L’art. 35 al. 2 de la Constitution fédérale consacre l’obligation de l’Etat de s’organiser de sorte à œuvrer à la réalisation des droits fondamentaux. Le principe de non-refoulement, de même que la dignité humaine, entre autres, font partie des droits fondamentaux. Même en déléguant la gestion de ses frontières à un tiers (l’agence Frontex), la Suisse reste tenue par ces obligations constitutionnelles.

Comme nous le découvrons quotidiennement en lisant les nouvelles venant de Bosnie, de Grèce ou de Méditerranée centrale, la gestion des frontières de l’espace Schengen engendre des violations des droits fondamentaux. Dans ce contexte, des garanties très solides du respect des droits fondamentaux devraient être apportées pour que la Suisse puisse adhérer au règlement européen en question. Or, le mécanisme prévu relève de la mesure alibi. Un officier aux droits fondamentaux, censé veiller sur le respect des droits… est désigné par le conseil d’administration de Frontex. Il aura à son service quarante contrôleurs des droits fondamentaux… qui seront formés par Frontex et feront partie intégrante du personnel de l’agence. L’indépendance nécessaire pour assurer le respect des droits fondamentaux n’est donc pas du tout garantie. Pire, elle est simulée.

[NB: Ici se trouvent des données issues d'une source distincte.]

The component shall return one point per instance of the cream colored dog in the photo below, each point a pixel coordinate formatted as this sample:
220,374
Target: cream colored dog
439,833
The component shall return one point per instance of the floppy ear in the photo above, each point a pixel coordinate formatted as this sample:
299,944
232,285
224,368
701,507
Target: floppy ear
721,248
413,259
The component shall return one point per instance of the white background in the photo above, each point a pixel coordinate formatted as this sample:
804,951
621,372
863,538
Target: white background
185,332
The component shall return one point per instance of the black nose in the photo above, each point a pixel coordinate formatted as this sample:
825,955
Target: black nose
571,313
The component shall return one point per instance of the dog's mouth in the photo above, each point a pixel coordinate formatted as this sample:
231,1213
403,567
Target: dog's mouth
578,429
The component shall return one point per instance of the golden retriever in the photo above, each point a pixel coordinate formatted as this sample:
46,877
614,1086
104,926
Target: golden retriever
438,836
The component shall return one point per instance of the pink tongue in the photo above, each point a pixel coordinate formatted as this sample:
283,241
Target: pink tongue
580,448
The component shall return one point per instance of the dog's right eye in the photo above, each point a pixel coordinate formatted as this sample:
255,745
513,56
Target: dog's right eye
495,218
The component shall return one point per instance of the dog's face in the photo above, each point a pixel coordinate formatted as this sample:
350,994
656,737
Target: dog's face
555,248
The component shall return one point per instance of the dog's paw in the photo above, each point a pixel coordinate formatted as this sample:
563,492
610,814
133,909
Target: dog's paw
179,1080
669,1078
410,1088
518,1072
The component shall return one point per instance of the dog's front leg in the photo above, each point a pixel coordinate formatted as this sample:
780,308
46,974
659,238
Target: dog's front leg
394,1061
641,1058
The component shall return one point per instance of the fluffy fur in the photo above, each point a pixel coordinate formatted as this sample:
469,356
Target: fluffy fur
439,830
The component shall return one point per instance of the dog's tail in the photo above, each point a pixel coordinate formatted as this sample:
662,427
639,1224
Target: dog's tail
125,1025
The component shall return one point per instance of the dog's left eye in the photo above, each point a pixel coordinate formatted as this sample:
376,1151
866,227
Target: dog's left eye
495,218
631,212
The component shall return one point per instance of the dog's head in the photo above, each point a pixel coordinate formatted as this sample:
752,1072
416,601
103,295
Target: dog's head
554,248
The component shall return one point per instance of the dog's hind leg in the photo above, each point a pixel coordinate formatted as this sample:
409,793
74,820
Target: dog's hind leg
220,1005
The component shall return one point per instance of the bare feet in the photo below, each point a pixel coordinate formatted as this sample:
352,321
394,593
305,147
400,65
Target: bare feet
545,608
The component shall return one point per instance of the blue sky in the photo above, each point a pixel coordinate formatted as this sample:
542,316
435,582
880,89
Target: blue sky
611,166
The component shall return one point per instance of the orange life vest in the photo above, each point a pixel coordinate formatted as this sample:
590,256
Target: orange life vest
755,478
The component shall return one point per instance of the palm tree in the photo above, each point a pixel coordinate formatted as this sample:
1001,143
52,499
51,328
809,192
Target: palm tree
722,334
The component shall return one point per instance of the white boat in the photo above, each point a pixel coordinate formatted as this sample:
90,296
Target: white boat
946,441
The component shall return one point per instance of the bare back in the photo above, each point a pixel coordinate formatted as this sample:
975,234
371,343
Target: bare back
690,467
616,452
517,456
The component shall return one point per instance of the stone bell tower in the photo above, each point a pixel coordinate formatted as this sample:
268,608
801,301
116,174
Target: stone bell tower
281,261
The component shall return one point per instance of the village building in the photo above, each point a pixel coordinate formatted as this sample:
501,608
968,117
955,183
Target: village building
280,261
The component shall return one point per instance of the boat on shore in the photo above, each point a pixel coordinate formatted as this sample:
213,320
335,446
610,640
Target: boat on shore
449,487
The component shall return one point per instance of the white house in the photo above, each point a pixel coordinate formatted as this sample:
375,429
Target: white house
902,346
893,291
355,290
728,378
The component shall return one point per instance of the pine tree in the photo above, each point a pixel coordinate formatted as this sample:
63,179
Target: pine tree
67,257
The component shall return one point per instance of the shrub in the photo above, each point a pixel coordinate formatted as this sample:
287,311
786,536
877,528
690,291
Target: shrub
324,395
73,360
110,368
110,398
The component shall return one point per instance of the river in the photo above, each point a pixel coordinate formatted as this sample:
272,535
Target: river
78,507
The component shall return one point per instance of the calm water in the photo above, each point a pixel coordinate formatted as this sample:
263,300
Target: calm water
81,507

Sur le fond, les CSP sont d’avis que la Suisse ne peut pas adhérer à ce projet sans formuler d’importantes réserves, de sorte à respecter sa propre Constitution et sa tradition humanitaire. Sur la forme, les citoyen-ne-s suisses sont éloigné-e-s des activités de Frontex, qui agit principalement sous commandement européen, dans une opacité favorisée par la bureaucratie européenne.
Pourtant, comme en témoignent les pétitions pour l’accès à des voies sûres et légales pour les réfugié-e-s (signée par 38’000 personnes) ou la mobilisation pour le sauvetage en mer (25’000 signatures pour que l’Aquarius batte pavillon suisse), les citoyen-ne-s suisses sont très attaché-e-s aux questions relatives aux frontières extérieures de Schengen et à l’accès des réfugié-e-s au continent européen.

Notre invité est chargé d’information sur l’asile au CSP-Genève.